Working on a Computer Vision Project? These Code Chunks Will Help You !!!

Last Updated on July 25, 2023 by Editorial Team

Author(s): Chinmay Bhalerao

Originally published on Towards AI.

An introduction to a few “used to” methods in a computer vision project

“VR and AR will eventually converge, and smart glasses will take over our digital interactions.”― Carlos López (Founder @ Oarsis)

The amazing thing about working in Computer vision and machine learning is that after every few years, somebody invents something crazy that makes you totally reconsider what's possible!!!

The World got a new eye & new way of thinking and tracking objects since the emergence of Computer vision algorithms. Starting from Region-Based Convolutional Neural Networks [RCNN] to YOLO V7, detectron-2, segformer, and classification architectures, computer vision changed drastically for higher efficiency of detection and higher latency with less requirement of time and computational expensiveness.

A computer vision project is a combination of many things, from data collection to successful deployment. Understanding data and the right processing and training is the key to success. Below are a few code chunks with descriptions of their work that will ease your working on the project.

1. Know your dataset’s instances

for the object detection or segmentation project, we annotate our dataset with the help of external annotation tools like makesense.ai, VGG annotator, LableIMG, etc.

Example of an imbalance dataset in object detection [Image Source]

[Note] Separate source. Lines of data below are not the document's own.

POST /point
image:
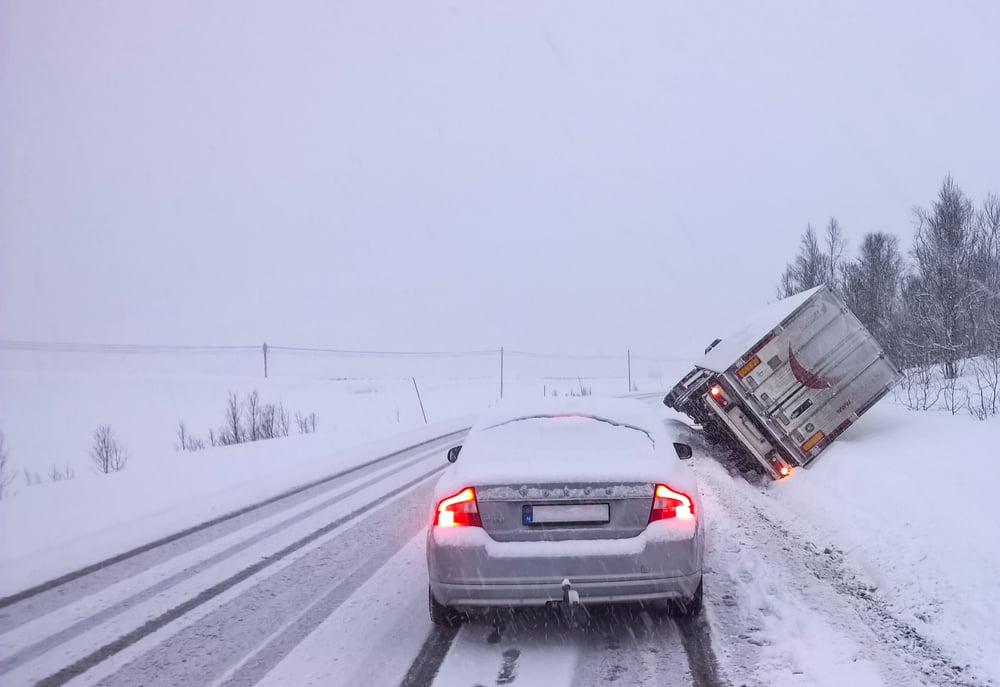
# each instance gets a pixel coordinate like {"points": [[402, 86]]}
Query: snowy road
{"points": [[327, 586]]}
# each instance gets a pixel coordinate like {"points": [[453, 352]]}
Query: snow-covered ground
{"points": [[908, 499], [48, 418], [874, 567]]}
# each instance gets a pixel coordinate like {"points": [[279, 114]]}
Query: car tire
{"points": [[441, 615], [689, 608]]}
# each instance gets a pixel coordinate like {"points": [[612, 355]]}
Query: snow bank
{"points": [[51, 530], [911, 498]]}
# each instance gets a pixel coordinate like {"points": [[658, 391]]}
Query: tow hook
{"points": [[573, 611]]}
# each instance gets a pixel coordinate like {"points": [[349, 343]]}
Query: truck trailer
{"points": [[783, 386]]}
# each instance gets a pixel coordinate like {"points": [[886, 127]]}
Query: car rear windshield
{"points": [[556, 417]]}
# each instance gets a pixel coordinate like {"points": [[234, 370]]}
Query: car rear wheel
{"points": [[442, 615], [688, 608]]}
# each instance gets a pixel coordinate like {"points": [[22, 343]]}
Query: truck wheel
{"points": [[442, 615]]}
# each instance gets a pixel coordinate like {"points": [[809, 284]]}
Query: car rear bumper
{"points": [[469, 569], [540, 594]]}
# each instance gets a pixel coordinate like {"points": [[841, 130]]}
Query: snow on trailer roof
{"points": [[757, 326]]}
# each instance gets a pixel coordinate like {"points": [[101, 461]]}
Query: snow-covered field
{"points": [[48, 418], [874, 567]]}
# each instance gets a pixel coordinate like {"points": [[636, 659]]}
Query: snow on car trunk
{"points": [[570, 470]]}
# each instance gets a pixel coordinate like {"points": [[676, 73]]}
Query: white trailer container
{"points": [[787, 383]]}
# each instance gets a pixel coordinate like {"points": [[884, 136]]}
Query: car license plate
{"points": [[574, 513]]}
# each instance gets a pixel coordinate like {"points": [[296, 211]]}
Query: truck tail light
{"points": [[459, 510], [669, 503]]}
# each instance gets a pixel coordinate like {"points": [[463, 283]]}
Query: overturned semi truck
{"points": [[783, 386]]}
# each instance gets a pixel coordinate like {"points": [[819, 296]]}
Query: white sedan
{"points": [[568, 501]]}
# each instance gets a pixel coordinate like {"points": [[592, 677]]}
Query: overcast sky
{"points": [[574, 176]]}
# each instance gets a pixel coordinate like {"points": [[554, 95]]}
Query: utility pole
{"points": [[501, 372], [419, 400]]}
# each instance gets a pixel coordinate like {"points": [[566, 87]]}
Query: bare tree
{"points": [[836, 247], [941, 294], [182, 437], [232, 432], [6, 475], [809, 269], [872, 286], [57, 475], [107, 452], [283, 421], [253, 410], [306, 423]]}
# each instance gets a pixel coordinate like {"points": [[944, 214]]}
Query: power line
{"points": [[207, 349], [389, 354], [81, 347]]}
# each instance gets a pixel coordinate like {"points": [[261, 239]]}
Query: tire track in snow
{"points": [[822, 582], [147, 677], [110, 572], [108, 612], [428, 662]]}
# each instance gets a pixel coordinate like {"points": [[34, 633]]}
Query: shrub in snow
{"points": [[306, 423], [57, 475], [6, 475], [107, 453], [249, 420]]}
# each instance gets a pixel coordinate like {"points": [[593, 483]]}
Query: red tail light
{"points": [[459, 510], [668, 503]]}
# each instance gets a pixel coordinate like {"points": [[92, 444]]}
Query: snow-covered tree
{"points": [[872, 288]]}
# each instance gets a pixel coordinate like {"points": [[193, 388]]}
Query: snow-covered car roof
{"points": [[756, 327], [567, 440]]}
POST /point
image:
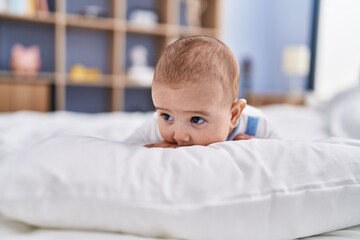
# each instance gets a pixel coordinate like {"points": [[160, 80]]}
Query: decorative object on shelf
{"points": [[296, 63], [140, 72], [143, 17], [25, 61], [25, 7], [93, 11], [81, 74], [194, 11]]}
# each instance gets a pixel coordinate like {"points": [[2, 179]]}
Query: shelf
{"points": [[48, 18], [41, 78], [91, 23], [67, 37], [158, 29]]}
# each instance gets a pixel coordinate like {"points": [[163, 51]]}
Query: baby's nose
{"points": [[181, 136]]}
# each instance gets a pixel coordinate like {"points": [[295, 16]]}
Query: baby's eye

We know the exact number of images, but it's hard to know how many instances of each class we have. Knowing instances of the class will tell you if your dataset is imbalanced or not. It will have a deep impact on the learning model if your instances are not balanced. So after downloading annotated dataset and its annotation file, you can use the following chunk of code to see the class balance status.

import os
#Give path of folder in which you stored images and annotations 
path = r"Your dataset *folder* location" 
# Change the directory to path 
os.chdir(path)
x=[]
# Spinning through all files 
for file in os.listdir():
# Checking for text annotation file 
 if file.endswith(".txt"):
 file_path = f"{path}\{file}"
 with open(file_path, 'r') as f:
 for line in f:
 a=line[0]
 x.append(a)
print(x)
#to count instances 
from collections import Counter
Counter(x)

You can see, at last, the counter gives instance values for each class, and then on your model criteria, you can decide if the dataset needs further balancing or not.

2. Preprocessing of images

In our image dataset, other than class instances, we have many other objects/things. If we take it for the learning purpose of the model, then these other items can be classified as noises. There are many use cases that claim that removing these noises and then sending them to the model for training improves the performance of the model. So how do preprocess images? See the below code.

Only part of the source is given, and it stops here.